Ratios of Intron 1- to 2-spanning RNA-Seq reads for single-function (n = 25) and dual-function (n = 12) BAM7 genes from various angiosperms (listed in Supplemental Table S4). Within each box, the thick horizontal black lines indicate median values, and the boxes extend from the 25th to the 75th percentile of each set of values. Whiskers represent the values that are within 1.5× the interquartile range excluding the outliers. Transparent gray dots display the raw data. A Wilcoxon rank–sum test indicated that the means were significantly different (P < 0.001).

Figure 4.

Subcellular localization of ZmBAM7-L DNA-binding domain (DBD) and ZmBAM7-S in Arabidopsis protoplasts. A) Protoplasts from wild-type Arabidopsis plants and from stable transgenic plants expressing the DNA-binding domain of ZmBAM7-L or full-length ZmBAM7-S fused to GFP. Chlorophyll autofluorescence is red, Hoechst 33342 fluorescence is cyan, and GFP fluorescence is green. Merged images combine all 3 single images. Images were collected at 20× magnification, and the scale bar represents 10 μm. B) Localization of GFP in ZmBAM7-S:GFP at 60× magnification.

Figure 5.

Evolution of β-amylase2 (BAM2) and β-amylase7 (BAM7) in and plants.
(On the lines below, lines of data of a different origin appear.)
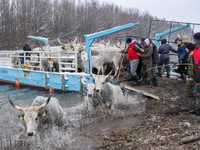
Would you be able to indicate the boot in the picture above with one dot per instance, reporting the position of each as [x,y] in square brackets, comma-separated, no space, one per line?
[134,81]
[130,77]
[160,73]
[154,81]
[150,85]
[183,77]
[144,81]
[141,79]
[168,74]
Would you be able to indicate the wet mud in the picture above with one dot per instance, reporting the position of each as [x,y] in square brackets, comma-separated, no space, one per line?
[162,125]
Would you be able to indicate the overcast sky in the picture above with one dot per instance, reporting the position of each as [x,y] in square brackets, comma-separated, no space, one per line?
[171,10]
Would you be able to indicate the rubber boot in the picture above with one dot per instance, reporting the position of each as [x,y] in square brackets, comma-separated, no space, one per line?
[154,81]
[134,81]
[183,77]
[130,77]
[168,74]
[144,81]
[160,73]
[141,79]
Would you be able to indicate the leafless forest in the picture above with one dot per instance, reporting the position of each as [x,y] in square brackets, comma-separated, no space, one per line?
[66,19]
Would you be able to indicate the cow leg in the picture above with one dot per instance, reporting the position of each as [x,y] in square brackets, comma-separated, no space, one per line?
[98,72]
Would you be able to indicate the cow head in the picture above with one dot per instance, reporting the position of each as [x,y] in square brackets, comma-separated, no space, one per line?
[89,88]
[100,81]
[31,115]
[68,46]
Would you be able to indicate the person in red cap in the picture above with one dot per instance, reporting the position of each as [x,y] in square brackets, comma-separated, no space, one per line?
[196,57]
[133,59]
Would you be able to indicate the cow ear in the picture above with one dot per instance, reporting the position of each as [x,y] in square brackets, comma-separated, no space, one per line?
[21,117]
[43,113]
[85,88]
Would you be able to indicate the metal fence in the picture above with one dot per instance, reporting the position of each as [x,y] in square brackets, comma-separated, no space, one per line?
[32,60]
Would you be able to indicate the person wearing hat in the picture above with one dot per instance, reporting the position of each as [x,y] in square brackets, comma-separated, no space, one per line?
[182,58]
[190,101]
[186,40]
[196,92]
[164,50]
[133,59]
[146,61]
[26,47]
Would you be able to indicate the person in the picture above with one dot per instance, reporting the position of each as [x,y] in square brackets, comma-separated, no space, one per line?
[133,59]
[164,50]
[155,60]
[185,39]
[196,92]
[146,61]
[182,58]
[26,47]
[190,101]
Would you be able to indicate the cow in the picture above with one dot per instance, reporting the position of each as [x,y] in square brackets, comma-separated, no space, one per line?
[47,64]
[68,46]
[41,115]
[97,62]
[109,94]
[89,99]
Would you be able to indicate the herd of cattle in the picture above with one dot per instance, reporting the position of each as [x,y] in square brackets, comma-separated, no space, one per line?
[43,113]
[104,55]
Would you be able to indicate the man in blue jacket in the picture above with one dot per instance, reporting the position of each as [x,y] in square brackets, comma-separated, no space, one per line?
[182,58]
[164,50]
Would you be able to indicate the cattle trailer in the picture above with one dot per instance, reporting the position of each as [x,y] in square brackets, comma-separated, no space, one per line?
[66,78]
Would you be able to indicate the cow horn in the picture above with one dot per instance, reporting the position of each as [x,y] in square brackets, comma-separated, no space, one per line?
[83,82]
[109,74]
[74,41]
[60,42]
[93,76]
[117,46]
[43,105]
[103,42]
[15,106]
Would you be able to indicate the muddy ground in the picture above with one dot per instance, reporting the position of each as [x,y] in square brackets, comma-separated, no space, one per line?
[162,124]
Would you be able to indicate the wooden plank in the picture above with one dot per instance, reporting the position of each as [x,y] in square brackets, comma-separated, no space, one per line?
[128,87]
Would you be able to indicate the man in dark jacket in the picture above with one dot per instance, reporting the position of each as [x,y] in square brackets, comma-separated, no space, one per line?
[133,59]
[182,58]
[196,56]
[164,50]
[146,61]
[26,47]
[155,60]
[190,100]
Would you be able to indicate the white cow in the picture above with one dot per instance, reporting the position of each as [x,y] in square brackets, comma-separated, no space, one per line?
[109,94]
[89,99]
[97,62]
[41,115]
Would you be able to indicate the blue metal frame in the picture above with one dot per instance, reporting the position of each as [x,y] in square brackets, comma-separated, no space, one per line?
[158,36]
[89,39]
[45,40]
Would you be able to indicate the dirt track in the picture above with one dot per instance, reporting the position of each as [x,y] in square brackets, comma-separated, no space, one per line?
[162,125]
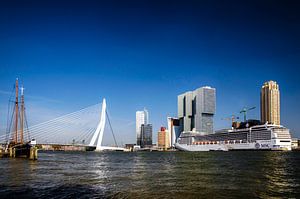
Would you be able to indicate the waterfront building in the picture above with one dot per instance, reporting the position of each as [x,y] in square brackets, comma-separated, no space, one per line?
[196,110]
[270,103]
[142,117]
[163,140]
[174,130]
[146,136]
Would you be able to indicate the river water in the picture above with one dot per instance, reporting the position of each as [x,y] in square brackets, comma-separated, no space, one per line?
[247,174]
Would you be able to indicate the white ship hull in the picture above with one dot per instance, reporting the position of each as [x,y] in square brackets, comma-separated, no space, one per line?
[279,139]
[260,145]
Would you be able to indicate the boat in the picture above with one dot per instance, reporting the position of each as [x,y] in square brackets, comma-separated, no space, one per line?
[16,146]
[249,135]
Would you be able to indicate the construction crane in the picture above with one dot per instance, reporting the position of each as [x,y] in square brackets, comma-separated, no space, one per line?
[245,110]
[232,118]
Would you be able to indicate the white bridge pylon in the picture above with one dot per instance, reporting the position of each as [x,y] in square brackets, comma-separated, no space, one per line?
[98,135]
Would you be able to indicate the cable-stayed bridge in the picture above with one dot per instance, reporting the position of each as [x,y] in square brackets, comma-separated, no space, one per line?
[83,127]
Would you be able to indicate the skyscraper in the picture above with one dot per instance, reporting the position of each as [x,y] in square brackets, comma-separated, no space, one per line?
[196,109]
[270,103]
[163,139]
[142,117]
[146,135]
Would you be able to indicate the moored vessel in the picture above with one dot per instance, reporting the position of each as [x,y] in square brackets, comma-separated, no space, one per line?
[249,136]
[16,146]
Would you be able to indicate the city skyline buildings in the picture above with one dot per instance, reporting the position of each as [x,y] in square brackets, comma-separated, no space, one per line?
[196,110]
[142,118]
[270,103]
[119,51]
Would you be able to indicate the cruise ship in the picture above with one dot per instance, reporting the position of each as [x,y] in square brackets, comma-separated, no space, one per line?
[250,135]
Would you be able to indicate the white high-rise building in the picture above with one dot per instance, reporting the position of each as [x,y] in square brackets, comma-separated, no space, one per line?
[196,110]
[142,117]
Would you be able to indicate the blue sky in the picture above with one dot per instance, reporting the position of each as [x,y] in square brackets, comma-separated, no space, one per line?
[136,54]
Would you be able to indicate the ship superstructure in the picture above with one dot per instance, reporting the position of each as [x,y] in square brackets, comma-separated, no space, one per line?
[247,137]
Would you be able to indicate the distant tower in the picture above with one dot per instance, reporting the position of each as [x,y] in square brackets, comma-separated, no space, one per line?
[270,103]
[196,110]
[142,117]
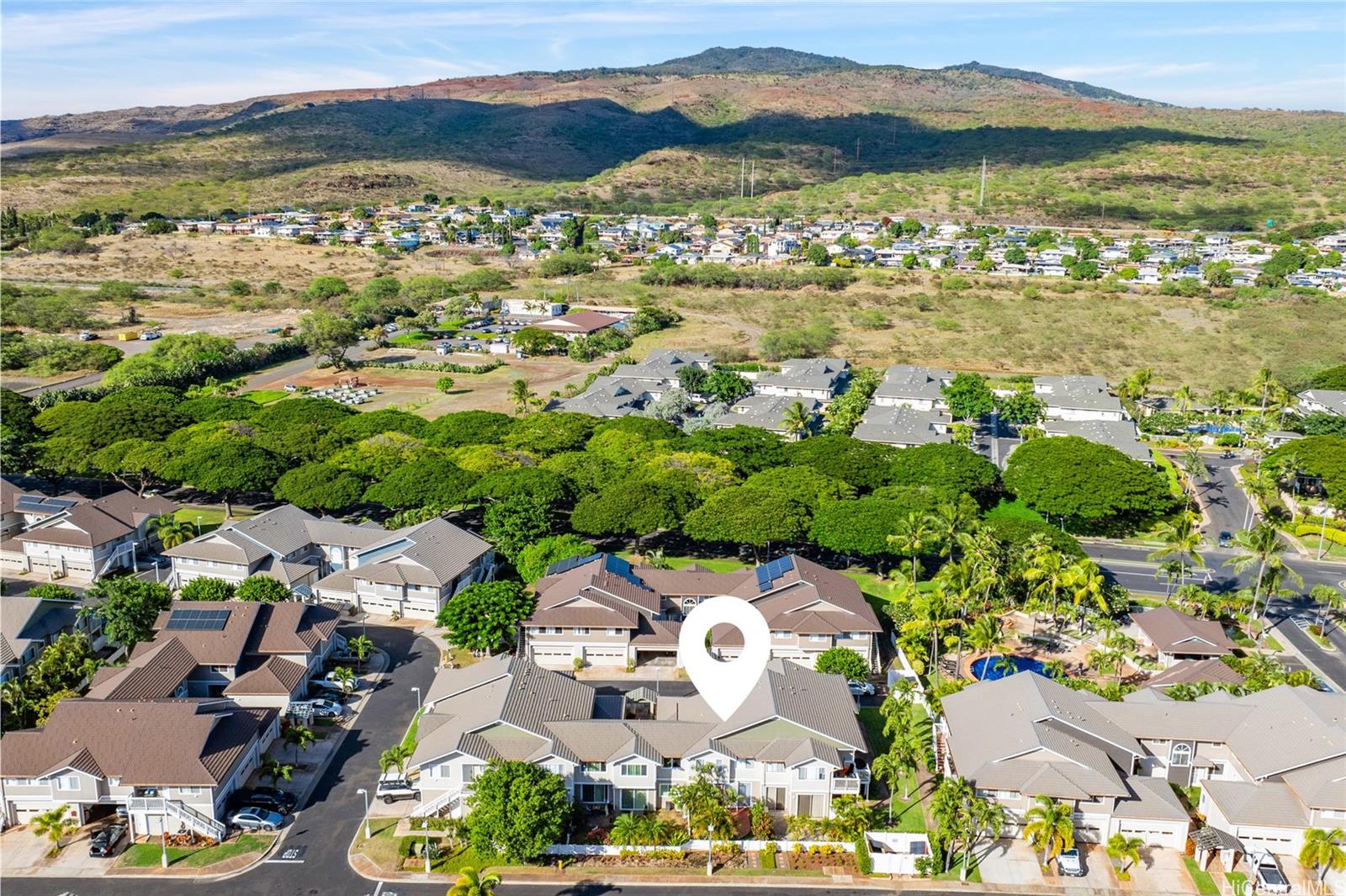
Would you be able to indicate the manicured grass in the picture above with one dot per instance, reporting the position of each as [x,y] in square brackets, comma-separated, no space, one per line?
[410,738]
[264,395]
[1205,883]
[150,855]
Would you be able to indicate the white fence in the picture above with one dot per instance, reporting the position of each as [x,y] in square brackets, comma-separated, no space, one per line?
[697,846]
[897,853]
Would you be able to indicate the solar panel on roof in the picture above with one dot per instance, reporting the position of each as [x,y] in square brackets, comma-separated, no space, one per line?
[199,619]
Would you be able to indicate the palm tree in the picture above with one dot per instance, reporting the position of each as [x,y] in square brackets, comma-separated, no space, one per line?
[1181,540]
[1050,828]
[522,395]
[951,520]
[1262,547]
[172,530]
[56,825]
[987,634]
[273,770]
[1323,851]
[1085,581]
[345,678]
[913,536]
[1126,848]
[299,738]
[798,420]
[361,646]
[473,883]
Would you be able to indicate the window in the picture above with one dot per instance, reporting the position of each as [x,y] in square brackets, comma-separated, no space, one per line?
[591,793]
[1179,756]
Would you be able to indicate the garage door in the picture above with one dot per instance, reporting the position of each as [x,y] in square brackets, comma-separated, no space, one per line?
[552,655]
[606,655]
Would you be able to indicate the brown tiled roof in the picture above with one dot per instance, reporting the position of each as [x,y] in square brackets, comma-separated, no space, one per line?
[1175,633]
[143,743]
[275,676]
[155,671]
[219,647]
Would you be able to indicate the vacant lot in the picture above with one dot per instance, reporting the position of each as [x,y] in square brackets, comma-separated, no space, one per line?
[994,325]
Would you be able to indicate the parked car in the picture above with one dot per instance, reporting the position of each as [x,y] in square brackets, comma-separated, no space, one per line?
[269,798]
[256,819]
[1269,876]
[326,708]
[104,844]
[394,786]
[861,689]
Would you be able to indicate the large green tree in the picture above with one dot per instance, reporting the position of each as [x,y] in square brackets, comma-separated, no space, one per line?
[485,615]
[517,810]
[1094,487]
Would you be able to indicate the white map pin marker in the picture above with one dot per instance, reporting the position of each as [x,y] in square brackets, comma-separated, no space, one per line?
[724,685]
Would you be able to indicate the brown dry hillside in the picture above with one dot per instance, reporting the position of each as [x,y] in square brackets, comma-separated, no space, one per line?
[827,136]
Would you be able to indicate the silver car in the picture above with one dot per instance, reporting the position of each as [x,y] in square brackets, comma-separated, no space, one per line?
[256,819]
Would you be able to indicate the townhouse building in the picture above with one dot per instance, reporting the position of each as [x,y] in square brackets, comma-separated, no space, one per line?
[170,763]
[1269,765]
[794,743]
[253,654]
[410,572]
[607,612]
[89,540]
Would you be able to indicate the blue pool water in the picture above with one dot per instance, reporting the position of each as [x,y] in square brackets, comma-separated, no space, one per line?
[987,669]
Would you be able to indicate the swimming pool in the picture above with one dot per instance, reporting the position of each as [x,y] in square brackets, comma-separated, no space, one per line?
[988,669]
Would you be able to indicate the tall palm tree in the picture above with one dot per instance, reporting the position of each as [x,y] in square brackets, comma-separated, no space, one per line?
[522,395]
[172,530]
[913,534]
[1126,848]
[1050,828]
[473,883]
[1262,547]
[951,520]
[1181,540]
[1322,849]
[798,420]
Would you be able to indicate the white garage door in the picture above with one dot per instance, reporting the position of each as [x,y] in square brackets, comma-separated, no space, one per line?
[606,655]
[552,655]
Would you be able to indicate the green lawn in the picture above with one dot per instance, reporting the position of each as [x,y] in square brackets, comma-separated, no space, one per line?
[264,395]
[410,738]
[1205,883]
[150,855]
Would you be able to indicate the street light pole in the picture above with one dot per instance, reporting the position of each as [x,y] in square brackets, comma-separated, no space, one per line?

Phylogenetic tree of Viridiplantae species ranging from charophyte algae to eudicots along with the presence of BAM2 (yellow), BAM7 (cyan), or DF-BAM7 (green) genes along with their relative genomic location: adjacent or separated. The green circle indicates the putative fusion event between the BZR1 transcription factor and BAM2. The 4 red circles indicate duplication and subfunctionalization events. Two cyan circles indicate a separation of the BAM2 and BAM7 gene onto separate chromosomes. The 3 orange circles indicate a loss of the BAM2 gene. The phylogenetic tree was generated using TimeTree: timetree.org (Kumar et al. 2017). The scale bar represents time in millions of years. Species and accession numbers are listed in Supplemental Table S4.